In another embodiment, the set parameters for the UAV include height, overlap of image, speed of drone, and angle of camera. The height is defined as the distance from the takeoff point or the ground from which the survey is taken, and is measured using metres. The overlap image is defined as the common area in two different photographs captured by the UAV. Overlap between the 2 images should ideally be more than 75% since only then the 3D information can be extracted from 2 photographs. The Overlap is of two types, frontal overlap, and side overlap. The frontal overlap is defined as the overlap observed in the image captured while the UAV is moving in a forward direction. The side overlap is defined as the overlap observed in the image captured by the UAV, when the UAV shifts in a sideways direction. The speed of drone is defined as the forward moving speed at which the drone moves while capturing photos, measured in m/s. The angle of camera is defined as the angle of the camera mounted on the UAV through gimbal. Preferably, the angle of the camera mounted on the UAV is nadir, which is vertically facing downwards to the ground, measured in degrees. The angle of camera for generating the automated survey and analysis is preferably 45 degrees. The angle of camera set at 45 degrees is best able to capture building structures, slopes and other details of the geographical landscape.

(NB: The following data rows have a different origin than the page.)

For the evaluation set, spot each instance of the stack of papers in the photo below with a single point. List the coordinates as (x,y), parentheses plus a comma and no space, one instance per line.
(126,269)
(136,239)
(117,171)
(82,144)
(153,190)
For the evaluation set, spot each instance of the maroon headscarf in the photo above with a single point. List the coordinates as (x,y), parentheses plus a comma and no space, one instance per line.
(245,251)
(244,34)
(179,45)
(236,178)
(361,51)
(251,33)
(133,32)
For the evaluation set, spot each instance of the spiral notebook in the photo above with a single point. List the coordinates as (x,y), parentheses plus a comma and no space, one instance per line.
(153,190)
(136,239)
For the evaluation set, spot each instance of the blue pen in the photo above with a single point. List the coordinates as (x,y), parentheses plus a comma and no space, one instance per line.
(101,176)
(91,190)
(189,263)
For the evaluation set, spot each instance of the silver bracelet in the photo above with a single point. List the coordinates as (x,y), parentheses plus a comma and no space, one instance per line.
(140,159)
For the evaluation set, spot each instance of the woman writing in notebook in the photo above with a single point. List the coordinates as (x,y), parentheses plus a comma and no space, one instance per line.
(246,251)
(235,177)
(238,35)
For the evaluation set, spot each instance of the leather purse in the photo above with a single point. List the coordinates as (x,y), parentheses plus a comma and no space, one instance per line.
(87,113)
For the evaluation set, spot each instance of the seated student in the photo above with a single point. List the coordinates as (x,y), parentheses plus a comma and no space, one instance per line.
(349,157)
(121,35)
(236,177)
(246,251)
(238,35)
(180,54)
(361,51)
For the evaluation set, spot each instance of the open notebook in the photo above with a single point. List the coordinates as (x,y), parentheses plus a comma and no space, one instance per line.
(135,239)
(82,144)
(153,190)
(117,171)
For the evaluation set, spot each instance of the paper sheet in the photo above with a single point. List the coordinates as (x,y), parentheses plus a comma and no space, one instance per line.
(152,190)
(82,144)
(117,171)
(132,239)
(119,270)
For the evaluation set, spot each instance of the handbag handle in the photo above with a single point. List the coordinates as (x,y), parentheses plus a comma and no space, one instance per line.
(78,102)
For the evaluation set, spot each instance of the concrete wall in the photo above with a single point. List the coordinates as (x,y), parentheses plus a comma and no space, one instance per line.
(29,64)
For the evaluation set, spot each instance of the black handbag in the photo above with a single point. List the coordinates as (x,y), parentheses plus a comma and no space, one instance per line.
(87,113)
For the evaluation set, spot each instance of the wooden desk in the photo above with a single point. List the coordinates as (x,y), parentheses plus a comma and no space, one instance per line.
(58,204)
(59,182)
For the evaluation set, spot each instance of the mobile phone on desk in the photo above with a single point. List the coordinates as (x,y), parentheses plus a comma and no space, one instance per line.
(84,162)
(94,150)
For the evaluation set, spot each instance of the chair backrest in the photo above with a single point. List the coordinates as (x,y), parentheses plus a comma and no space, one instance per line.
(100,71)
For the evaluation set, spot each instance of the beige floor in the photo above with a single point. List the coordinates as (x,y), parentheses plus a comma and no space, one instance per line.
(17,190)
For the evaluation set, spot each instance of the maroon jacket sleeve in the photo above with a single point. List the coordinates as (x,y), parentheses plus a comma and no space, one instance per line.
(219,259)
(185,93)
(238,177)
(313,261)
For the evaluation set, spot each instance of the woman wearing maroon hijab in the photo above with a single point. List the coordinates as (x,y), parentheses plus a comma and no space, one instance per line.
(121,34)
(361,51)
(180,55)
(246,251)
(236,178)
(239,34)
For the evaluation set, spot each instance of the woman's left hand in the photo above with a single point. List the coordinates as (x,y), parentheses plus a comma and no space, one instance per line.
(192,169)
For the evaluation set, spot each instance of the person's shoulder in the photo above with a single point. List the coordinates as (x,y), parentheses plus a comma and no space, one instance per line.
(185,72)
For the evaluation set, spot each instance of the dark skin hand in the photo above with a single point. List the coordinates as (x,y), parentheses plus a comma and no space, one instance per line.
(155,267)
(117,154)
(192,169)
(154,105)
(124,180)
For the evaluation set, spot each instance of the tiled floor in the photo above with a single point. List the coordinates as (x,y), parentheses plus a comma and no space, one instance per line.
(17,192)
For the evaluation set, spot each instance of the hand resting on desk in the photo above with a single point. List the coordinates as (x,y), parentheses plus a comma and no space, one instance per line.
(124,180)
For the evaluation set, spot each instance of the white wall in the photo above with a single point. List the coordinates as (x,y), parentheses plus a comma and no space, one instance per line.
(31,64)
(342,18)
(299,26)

In another embodiment, the automated survey and analysis may be conducted at least two times with a minimum of 24 hours between the automated survey conducted on Day 1 and the automated survey conducted on Day 2.

In another embodiment, using the automated survey and analysis obtained, cut quantity or fill quantity may be generated by calculating the difference between the point cloud data points obtained on Day 1 and the point cloud data points obtained on Day 2.

In another embodiment, the Mine Specific Drone Analytics tool allows a user to edit, analyze and view the point cloud data points.

In another embodiment, the Mine Specific Drone Analytics tool analyzes the Digital twin created using the point cloud data points.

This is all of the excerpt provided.